You know how people in near-death experiences will tell you that your whole life flashes before your eyes when you are about to die? Well I think it is the same for when someone close to you dies. All the memories you had of them flash before your eyes. I remembered the last time I spoke to her, the last time we had recess together and her last birthday we celebrated together. I remembered how she was always the one to break up little quarrels between our friends, and how she would laugh at anything remotely funny. I remembered how she would always help me with my math when I did not understand something.
My Aunt called that evening, not an unusual occurrence in my house. My mother took the call, expecting a nice chat with her sister, but she instead received a rushed voice, telling my mom to turn to King 5, who was then covering a news story about two girls that went to my elementary school and had been killed by there father. Of course my Aunt had no way of knowing that the news she was speaking of had anything to do with one of my best friends, no idea that it would hit so close to home. But something inside her made her call my mom that evening, something small perhaps, but nonetheless profound. When my mother reached for the remote, I knew something was wrong. Her bored, nonchalant, expression changed from a one of boredom to a one of unease. Her hands worked the channel down to our trusted local news station, my eyes wandering from the book I was reading to the television.
For a few hours that night I was confused. You could even say was I was in extreme denial. They hadn’t released the names yet, the headlines scrolling across the screen told the viewers something along the lines of two girls in Edmonds had been killed by their father.

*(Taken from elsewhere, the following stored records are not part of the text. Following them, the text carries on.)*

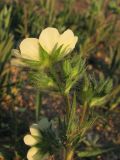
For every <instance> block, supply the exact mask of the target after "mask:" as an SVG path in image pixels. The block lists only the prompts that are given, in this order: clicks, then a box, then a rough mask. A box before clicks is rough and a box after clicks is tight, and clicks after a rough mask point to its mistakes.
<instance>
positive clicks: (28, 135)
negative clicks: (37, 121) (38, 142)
mask: <svg viewBox="0 0 120 160" xmlns="http://www.w3.org/2000/svg"><path fill="white" fill-rule="evenodd" d="M38 142H39V140H38V139H36V138H34V137H33V136H31V135H30V134H27V135H26V136H25V137H24V143H25V144H26V145H28V146H33V145H36V144H37V143H38Z"/></svg>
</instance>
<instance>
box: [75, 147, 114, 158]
mask: <svg viewBox="0 0 120 160" xmlns="http://www.w3.org/2000/svg"><path fill="white" fill-rule="evenodd" d="M114 149H115V148H105V149H103V148H93V149H89V150H86V151H80V152H78V153H77V155H78V157H80V158H83V157H94V156H97V155H101V154H103V153H107V152H110V151H113V150H114Z"/></svg>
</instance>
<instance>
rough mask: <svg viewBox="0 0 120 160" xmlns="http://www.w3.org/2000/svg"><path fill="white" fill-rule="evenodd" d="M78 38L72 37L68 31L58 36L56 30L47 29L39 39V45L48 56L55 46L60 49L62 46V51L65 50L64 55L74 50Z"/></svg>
mask: <svg viewBox="0 0 120 160" xmlns="http://www.w3.org/2000/svg"><path fill="white" fill-rule="evenodd" d="M77 40H78V37H77V36H74V33H73V32H72V30H70V29H68V30H66V31H65V32H64V33H63V34H59V32H58V30H57V29H56V28H51V27H48V28H46V29H44V30H43V31H42V32H41V34H40V37H39V42H40V45H41V46H42V48H43V49H44V50H46V51H47V53H48V54H51V53H52V50H53V48H54V47H55V45H57V46H58V47H60V46H61V45H62V50H63V49H66V50H65V53H64V54H65V55H66V54H67V53H69V52H70V51H72V50H73V49H74V48H75V45H76V43H77Z"/></svg>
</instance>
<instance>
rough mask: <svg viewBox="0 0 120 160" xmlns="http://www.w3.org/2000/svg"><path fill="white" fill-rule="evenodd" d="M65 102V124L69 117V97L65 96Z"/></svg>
mask: <svg viewBox="0 0 120 160" xmlns="http://www.w3.org/2000/svg"><path fill="white" fill-rule="evenodd" d="M65 100H66V120H67V123H68V121H69V115H70V108H71V107H70V100H69V95H66V96H65Z"/></svg>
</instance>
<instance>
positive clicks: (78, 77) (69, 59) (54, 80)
mask: <svg viewBox="0 0 120 160" xmlns="http://www.w3.org/2000/svg"><path fill="white" fill-rule="evenodd" d="M77 41H78V37H77V36H75V35H74V33H73V32H72V30H70V29H67V30H66V31H65V32H64V33H62V34H60V33H59V32H58V30H57V29H56V28H51V27H48V28H46V29H44V30H43V31H42V32H41V34H40V36H39V39H37V38H26V39H24V40H23V41H22V42H21V43H20V45H19V50H14V55H15V56H16V57H17V59H13V60H12V63H13V64H14V65H18V66H22V67H27V68H28V78H29V79H30V81H31V84H32V85H33V87H35V88H36V89H37V90H39V91H40V93H41V94H44V93H46V92H47V93H49V92H53V93H54V94H58V95H60V96H61V99H62V101H63V102H64V104H65V105H64V106H63V107H61V109H64V116H63V115H62V116H61V115H59V116H57V117H55V118H53V119H48V118H47V117H41V116H40V114H38V116H39V118H37V120H38V121H37V122H36V123H35V124H32V125H31V126H30V132H29V133H28V134H27V135H26V136H25V137H24V142H25V144H26V145H28V146H30V149H29V150H28V153H27V159H28V160H45V159H49V158H50V157H54V158H55V159H56V160H58V159H60V160H72V159H74V156H79V155H80V149H79V146H80V144H81V143H83V141H84V139H85V136H86V134H87V132H88V130H90V129H91V128H92V127H93V126H94V124H95V122H96V121H97V120H98V119H100V116H99V115H98V114H94V107H95V106H96V105H97V104H100V105H102V104H104V103H106V101H107V95H108V93H109V91H110V89H111V87H112V83H111V81H109V80H107V82H106V81H104V80H103V78H101V80H100V81H99V82H96V81H94V82H93V80H91V79H90V78H89V76H88V75H87V72H86V65H85V60H84V59H83V58H82V57H81V56H80V54H79V53H76V52H73V50H74V48H75V45H76V43H77ZM109 86H111V87H109ZM78 106H80V112H78V111H77V108H78ZM49 107H51V106H49Z"/></svg>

That they were in the 6th and 3rd grade, lived with their mom part time in Shoreline, where they attended Sunset Elementary.
Those words from the unassuming news reporter were painful to hear. I searched- no racked my mind, trying to come up with anyone else that would fit the description of those two girls, of whom those appropriately downcast looking faces were telling me about. But none surfaced.

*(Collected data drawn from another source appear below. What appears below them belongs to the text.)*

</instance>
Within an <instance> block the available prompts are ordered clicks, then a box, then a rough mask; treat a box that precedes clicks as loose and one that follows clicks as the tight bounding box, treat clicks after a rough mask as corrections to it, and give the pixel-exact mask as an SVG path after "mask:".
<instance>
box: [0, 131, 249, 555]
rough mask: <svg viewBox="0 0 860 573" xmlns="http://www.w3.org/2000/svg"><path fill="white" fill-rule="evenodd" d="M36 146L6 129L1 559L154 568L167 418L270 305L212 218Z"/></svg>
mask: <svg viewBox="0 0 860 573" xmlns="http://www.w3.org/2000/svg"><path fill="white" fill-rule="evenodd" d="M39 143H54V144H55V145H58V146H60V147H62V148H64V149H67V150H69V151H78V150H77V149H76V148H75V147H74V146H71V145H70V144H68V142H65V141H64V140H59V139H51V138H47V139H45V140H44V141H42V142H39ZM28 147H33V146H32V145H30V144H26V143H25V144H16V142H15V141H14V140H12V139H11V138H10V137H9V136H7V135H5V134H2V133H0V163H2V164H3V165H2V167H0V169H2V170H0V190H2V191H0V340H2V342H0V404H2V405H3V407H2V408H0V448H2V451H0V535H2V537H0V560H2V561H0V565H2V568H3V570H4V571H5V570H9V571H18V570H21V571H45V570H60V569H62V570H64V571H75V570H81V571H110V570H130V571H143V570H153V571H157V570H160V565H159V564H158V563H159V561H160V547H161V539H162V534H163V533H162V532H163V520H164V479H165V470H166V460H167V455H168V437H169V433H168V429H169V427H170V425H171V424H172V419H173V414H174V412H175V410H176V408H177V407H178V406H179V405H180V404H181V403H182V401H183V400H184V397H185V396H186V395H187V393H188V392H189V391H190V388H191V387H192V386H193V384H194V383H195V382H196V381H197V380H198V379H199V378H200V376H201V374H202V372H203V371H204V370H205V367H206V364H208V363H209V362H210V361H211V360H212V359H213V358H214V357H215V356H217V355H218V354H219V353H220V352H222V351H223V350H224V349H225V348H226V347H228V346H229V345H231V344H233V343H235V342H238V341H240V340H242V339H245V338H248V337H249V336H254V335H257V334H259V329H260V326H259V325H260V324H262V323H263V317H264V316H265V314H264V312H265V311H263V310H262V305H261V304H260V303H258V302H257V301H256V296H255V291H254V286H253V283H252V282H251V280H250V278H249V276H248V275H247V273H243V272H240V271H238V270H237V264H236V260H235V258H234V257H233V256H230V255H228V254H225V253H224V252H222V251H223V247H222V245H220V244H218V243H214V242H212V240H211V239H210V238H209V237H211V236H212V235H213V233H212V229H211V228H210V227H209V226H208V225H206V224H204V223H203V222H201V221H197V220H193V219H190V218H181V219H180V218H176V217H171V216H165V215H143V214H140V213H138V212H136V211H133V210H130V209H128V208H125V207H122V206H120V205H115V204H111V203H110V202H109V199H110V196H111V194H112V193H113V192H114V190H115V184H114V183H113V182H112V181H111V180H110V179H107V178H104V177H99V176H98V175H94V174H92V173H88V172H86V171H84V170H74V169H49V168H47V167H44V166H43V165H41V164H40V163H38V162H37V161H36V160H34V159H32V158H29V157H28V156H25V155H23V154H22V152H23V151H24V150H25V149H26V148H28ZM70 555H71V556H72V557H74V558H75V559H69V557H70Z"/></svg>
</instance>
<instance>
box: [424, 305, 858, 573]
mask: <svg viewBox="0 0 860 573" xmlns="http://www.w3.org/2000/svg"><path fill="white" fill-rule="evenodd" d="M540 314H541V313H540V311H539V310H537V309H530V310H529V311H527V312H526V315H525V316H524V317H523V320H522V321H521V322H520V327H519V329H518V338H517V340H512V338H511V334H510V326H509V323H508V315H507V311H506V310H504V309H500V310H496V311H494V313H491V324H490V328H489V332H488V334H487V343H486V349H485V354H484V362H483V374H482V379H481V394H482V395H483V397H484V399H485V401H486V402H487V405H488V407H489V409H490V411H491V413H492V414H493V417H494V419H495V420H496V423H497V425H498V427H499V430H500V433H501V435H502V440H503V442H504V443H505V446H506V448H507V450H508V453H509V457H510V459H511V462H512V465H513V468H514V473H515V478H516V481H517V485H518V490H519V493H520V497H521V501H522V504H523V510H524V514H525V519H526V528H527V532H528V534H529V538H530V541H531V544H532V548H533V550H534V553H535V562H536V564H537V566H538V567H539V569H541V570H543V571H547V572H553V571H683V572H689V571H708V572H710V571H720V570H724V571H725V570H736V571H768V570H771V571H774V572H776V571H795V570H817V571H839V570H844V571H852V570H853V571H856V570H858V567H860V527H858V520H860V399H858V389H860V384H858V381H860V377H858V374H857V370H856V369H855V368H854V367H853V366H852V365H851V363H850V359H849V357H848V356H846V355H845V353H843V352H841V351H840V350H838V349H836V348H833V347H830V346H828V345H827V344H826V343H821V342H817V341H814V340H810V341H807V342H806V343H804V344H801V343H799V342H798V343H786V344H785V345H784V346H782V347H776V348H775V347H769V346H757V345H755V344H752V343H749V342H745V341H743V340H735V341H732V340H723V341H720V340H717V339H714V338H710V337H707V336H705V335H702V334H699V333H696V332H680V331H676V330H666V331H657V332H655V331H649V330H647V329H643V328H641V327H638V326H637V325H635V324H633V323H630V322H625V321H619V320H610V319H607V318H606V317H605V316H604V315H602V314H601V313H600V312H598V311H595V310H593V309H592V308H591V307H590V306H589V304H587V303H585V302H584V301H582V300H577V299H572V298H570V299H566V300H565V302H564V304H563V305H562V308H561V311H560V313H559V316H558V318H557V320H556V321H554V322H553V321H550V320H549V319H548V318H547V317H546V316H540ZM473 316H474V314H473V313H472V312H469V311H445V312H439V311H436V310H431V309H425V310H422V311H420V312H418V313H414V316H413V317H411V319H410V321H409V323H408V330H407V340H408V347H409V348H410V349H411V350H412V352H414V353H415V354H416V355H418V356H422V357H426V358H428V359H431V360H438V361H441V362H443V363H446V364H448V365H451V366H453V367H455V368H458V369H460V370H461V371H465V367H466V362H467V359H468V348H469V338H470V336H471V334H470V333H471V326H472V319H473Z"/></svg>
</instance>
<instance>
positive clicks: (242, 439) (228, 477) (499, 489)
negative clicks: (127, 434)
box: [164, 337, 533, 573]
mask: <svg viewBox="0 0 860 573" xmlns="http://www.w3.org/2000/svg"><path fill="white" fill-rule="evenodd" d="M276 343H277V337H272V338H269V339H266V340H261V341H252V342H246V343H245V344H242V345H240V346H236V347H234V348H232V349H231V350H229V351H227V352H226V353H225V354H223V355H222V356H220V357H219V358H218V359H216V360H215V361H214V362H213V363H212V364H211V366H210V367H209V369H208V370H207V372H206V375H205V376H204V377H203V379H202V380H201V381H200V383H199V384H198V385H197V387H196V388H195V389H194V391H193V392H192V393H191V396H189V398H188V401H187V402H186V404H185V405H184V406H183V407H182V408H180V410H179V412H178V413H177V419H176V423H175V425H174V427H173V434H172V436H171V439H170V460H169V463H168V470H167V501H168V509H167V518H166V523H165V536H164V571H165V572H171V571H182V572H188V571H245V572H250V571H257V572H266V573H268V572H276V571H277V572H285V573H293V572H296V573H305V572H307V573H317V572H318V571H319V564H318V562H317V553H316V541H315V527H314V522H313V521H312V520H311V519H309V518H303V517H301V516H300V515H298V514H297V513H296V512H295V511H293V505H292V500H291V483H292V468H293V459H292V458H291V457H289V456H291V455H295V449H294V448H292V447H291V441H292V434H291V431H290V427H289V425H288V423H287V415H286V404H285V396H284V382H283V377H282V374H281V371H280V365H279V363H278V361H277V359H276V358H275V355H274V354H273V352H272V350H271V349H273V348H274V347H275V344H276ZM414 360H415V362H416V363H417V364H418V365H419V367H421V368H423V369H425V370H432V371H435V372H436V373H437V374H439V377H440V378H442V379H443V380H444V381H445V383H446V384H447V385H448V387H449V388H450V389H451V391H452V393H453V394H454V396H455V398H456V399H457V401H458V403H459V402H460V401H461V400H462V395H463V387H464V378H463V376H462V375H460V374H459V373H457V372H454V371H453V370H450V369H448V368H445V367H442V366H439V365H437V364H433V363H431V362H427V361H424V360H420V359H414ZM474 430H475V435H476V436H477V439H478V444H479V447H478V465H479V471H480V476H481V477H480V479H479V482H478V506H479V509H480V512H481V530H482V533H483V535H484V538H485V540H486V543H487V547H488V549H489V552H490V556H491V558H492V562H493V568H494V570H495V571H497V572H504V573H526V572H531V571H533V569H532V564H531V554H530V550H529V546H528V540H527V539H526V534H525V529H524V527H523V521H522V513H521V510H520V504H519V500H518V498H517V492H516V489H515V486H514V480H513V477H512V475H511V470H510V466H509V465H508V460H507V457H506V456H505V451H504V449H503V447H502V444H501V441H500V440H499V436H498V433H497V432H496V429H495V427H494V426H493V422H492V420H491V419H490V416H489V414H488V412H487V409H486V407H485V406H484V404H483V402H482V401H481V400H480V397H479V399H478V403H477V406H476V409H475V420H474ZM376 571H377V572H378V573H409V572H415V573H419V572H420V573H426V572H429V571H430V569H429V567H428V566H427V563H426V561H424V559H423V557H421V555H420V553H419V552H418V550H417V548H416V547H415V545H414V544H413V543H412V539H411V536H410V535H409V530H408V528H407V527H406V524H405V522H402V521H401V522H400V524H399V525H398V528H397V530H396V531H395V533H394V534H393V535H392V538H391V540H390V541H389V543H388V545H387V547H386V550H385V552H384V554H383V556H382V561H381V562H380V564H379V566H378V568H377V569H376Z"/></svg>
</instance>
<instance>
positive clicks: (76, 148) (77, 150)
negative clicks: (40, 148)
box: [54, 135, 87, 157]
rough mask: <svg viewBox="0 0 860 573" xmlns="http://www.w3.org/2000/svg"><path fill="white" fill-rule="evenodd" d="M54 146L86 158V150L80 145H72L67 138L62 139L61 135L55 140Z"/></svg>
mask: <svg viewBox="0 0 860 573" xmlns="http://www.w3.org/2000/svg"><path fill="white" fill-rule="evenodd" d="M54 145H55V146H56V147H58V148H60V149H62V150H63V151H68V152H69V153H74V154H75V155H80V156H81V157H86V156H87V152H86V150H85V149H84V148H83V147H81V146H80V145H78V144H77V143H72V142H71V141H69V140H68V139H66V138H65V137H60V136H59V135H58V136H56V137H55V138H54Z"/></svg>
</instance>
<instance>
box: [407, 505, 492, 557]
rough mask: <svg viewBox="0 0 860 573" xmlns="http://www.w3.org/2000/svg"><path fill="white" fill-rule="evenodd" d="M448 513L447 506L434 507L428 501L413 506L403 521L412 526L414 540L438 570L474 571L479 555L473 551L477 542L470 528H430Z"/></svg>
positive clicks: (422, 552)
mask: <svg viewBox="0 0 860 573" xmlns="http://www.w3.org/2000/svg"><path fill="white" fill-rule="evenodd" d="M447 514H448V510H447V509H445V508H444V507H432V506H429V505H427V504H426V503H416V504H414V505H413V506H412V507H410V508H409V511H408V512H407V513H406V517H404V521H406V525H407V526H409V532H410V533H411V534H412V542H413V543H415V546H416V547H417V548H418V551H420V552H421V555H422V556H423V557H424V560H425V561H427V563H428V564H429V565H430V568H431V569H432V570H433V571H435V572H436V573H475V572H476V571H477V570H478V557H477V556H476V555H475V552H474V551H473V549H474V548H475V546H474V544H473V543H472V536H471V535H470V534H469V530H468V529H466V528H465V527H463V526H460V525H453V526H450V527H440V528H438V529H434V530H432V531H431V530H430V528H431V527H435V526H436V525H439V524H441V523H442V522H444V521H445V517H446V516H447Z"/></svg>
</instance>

That night was a slow trickle of emotion. No one had told me out right that she had died, the news wasn’t like a water balloon suddenly popping right before your eyes, but it was more of a trickle slowly working its way deep into me. I sat on the couch that night, glued to the television, desperately hoping for any evidence that would tell me otherwise, but deep down I knew it was Kelsey. Homework was left undone and dinner was left uneaten. The feeling of emptiness that even the prospect of Kelsey’s death caused tore me apart. I climbed up the stairs, my limbs heavy with a deep sadness. For the first time in my life, I cried myself to sleep.
That morning I woke up in a state of bitter state of denial. What if it was just a dream… what if it was someone else who had been killed? It couldn’t have been her. I knew her Dad, he was a really nice guy, smart too. He would never do anything to hurt his daughters. He loved them. My mother was there, telling me those words that I had desperately sought to avoid.
“Honey…” She paused. “I was listening to the radio this morning and… it was Kelsey and Haley”
All the emotion, all the turmoil that had been brewing inside my mind was put to rest. Instead a mournful silence took its place. I was devastated.